De forma geral, os partidos políticos, assim como os movimentos sociais, são capazes de organizar a vontade coletiva e fazer sua intermediação junto ao Estado. E isso não se resume à arena eleitoral, pois o debate político e a construção de agendas se dão em espaços institucionalizados e também não-institucionalizados, como os protestos e mesmo o debate nas ruas, praças, shopping centers e até mesmo e hoje, sobretudo, nas redes sociais.

Logo, em tese, com a complexificação da ideia de regime democrático para uma junção de um modelo representativo e participativo, os cidadãos são capazes de atuar na vida pública de formas variadas.

Isso não quer dizer que o modelo é perfeito. Longe disso, os baixos índices de confiança nas instituições políticas em diversos países do mundo, especialmente no Legislativo e também nos partidos políticos, demonstram que a democracia ainda tem muito em que avançar, principalmente na tentativa de tornar a relação entre os cidadãos e seus representantes mais estreitas e sólidas.

Mas, a saída não seria abandonar partidos e instituições representativas. O modelo representativo e o participativo na prática estão conectados. É necessário preservar e fortalecer as instituições democráticas para impedir que líderes autoritários forcem os limites institucionais da democracia.

Para que isso seja efetivado, os regimes precisam garantir o pleno exercício das liberdades civis e políticas para os cidadãos. Sem isso, os canais de participação e, mesmo as eleições, passam a ser apenas instrumentos figurativos do regime.

Referências:

MACPHERSON, C. Democracia liberal: origens e evolução. Rio de Janeiro: Zahar, 1978.

MANIN, B. As metamorfoses do Governo Representativo. Revista Brasileira de Ciências Sociais, n. 29, p. 5-34, 1995.
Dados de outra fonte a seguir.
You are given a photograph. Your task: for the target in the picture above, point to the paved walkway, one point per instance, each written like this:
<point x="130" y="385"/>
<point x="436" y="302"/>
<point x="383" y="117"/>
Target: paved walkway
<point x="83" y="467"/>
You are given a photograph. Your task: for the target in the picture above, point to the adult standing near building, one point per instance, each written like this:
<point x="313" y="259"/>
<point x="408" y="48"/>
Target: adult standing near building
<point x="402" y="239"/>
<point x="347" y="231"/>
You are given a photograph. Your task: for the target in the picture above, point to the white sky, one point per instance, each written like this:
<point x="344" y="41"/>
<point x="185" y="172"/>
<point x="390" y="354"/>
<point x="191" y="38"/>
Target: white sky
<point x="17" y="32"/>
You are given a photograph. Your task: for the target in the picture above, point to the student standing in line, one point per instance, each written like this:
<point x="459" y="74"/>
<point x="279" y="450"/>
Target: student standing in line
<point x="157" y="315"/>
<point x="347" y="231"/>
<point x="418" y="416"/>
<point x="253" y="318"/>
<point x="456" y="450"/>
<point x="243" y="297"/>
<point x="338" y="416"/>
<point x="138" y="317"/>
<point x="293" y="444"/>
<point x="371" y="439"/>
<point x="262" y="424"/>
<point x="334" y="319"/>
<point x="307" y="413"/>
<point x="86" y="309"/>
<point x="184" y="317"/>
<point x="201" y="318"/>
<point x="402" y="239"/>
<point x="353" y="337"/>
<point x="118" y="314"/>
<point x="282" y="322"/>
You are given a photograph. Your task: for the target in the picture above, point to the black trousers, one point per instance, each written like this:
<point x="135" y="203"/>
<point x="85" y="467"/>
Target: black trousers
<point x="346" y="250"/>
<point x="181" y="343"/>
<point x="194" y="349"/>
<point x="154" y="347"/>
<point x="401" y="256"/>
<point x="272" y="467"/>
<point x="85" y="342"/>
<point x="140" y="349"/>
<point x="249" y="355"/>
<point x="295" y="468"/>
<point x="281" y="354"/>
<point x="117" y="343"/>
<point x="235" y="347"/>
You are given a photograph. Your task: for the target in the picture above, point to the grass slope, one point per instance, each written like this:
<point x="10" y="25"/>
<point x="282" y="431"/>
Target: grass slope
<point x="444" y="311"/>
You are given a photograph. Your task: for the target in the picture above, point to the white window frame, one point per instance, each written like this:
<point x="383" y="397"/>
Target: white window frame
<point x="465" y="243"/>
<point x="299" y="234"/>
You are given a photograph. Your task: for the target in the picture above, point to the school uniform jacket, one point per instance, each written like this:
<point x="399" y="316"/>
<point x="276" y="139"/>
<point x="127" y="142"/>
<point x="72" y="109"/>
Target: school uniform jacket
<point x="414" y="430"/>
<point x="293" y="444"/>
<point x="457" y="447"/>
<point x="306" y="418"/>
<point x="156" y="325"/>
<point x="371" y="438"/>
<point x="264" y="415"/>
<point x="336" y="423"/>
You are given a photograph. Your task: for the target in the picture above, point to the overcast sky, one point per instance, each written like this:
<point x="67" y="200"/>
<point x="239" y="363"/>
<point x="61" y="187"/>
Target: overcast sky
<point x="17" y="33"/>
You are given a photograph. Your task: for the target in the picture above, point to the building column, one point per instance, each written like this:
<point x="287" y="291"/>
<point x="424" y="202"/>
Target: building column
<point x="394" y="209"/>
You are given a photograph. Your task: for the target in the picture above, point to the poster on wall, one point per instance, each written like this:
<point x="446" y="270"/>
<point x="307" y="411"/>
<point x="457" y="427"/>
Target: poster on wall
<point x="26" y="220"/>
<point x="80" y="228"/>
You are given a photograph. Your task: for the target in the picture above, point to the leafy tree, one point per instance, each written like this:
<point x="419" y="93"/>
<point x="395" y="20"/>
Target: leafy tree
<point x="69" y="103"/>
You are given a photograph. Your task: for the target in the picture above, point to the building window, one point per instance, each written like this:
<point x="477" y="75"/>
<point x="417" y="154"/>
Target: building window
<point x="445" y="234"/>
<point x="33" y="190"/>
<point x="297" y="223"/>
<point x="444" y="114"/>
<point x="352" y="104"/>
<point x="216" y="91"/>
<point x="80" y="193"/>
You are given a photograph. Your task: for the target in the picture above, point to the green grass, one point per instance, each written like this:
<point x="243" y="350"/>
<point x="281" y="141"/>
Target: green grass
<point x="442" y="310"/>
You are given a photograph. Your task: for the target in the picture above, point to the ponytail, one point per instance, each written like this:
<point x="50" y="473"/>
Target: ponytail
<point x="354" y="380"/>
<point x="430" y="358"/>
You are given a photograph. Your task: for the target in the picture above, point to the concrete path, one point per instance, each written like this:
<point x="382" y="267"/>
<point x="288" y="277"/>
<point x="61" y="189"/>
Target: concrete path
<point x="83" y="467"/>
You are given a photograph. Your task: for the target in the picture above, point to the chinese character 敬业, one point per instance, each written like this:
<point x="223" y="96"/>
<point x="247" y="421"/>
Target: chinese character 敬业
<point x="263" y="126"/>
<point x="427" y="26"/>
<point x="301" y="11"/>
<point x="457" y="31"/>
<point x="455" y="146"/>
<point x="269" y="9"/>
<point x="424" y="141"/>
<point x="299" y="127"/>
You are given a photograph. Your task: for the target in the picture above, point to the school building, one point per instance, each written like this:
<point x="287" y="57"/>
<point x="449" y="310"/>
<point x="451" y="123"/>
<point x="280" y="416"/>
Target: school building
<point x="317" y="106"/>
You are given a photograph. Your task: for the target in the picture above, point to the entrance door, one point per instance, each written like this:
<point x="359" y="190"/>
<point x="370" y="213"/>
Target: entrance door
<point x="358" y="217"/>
MANIN, B; PRZEWORSKI, A.; STOKES, S. “Introductions” and “Elections and representation”. In: PRZEWORSKI, A.; STOKES, S.; MANIN, B. (eds.). Democracy, Accountability, and representation. Cambridge: Cambridge University Press, 1999, p. 01-54.

PATEMAN, C. Participação e teoria democrática. Rio de Janeiro: Paz e Terra, 1992.

URBINATI, N. O que torna a representação democrática? Lua Nova, São Paulo, n. 67, p.191-228, 2006.

*** Este texto nasce do encontro entre duas iniciativas. Ele foi encomendado pela Plataforma dos Movimentos Sociais pela Reforma do Sistema Político à Rede de pesquisadores e pesquisadoras Democracia & Participação. Além deste texto, foram produzidos outros. Em todos eles, procura-se sistematizar alguns dos debates que têm circulado na universidade em torno daquele tema. Os textos são curtos e refletem pontos de vistas do (a) autor (a). Por isso são assinados. No horizonte que anima esta experiência está a aposta no aprofundamento do diálogo entre a universidade e os movimentos sociais. Juntos, buscamos enfrentar o desafio de construir uma comunicação significativa na defesa da democracia e da justiça social.